Anson Funderburgh clôt le festival avec notamment Big Joe Maher à la batterie et au chant et Christian Dozzler au piano, à l’harmonica et au chant. Toujours aussi impressionnant à la guitare, Anson pêche par son jeu de scène peu expansif. C’est l’occasion de se concenter sur la musique plus intimiste que celle des groupes précédents mais non moins prenante.
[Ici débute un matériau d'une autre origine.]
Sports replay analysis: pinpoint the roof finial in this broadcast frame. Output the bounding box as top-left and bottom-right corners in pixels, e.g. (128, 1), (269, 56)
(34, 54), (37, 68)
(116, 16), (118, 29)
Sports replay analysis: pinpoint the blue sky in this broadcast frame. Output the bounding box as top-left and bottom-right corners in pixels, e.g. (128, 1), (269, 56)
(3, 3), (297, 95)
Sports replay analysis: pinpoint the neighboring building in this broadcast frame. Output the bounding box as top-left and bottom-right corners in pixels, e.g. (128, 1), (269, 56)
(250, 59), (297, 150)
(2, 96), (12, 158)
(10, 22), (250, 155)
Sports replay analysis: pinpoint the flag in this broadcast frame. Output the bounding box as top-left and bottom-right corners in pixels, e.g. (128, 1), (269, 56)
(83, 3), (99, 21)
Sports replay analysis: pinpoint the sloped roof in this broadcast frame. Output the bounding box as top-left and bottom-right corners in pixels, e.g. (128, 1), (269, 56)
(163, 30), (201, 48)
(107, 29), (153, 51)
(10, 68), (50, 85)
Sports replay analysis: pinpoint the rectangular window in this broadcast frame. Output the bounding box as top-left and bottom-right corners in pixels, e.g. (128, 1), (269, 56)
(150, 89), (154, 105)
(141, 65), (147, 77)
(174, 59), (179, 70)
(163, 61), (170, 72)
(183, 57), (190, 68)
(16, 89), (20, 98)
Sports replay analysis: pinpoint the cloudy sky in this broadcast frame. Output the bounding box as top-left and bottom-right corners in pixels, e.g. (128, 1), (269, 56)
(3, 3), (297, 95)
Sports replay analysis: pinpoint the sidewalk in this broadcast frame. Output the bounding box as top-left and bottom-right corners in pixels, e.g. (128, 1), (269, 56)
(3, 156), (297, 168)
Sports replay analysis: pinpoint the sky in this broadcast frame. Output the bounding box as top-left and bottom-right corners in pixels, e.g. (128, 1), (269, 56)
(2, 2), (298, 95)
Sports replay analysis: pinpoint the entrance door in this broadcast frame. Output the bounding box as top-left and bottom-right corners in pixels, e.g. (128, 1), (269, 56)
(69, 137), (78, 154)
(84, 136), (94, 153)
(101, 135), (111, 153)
Obligés de partir pour cause de route à prendre tôt le lendemain, nous manquerons le final que Nico Vallone qualifiera de « terrifiant » avec Anson, Big Joe Maher, Igor Prado, Denilson Martins, Sax Gordon, et trois rappels.

 


Anson Funderburgh



Big Joe Maher

 

Il faut aussi parler du lieu du festival, l’enceinte du collège de Villerupt, ce qui donne un site fermé, sûr et sympathique, comme un grand jardin, de l’accueil, chaleureux et serviable, de l’animation générale, avec un stand de commerce équitable, plusieurs points de restauration, avec le fameux bœuf à la guiness, et de boissons, à des prix tout à fait raisonnables.

Bravo aux organisateurs, merci à Nico Vallone pour la programmation et à l’année prochaine !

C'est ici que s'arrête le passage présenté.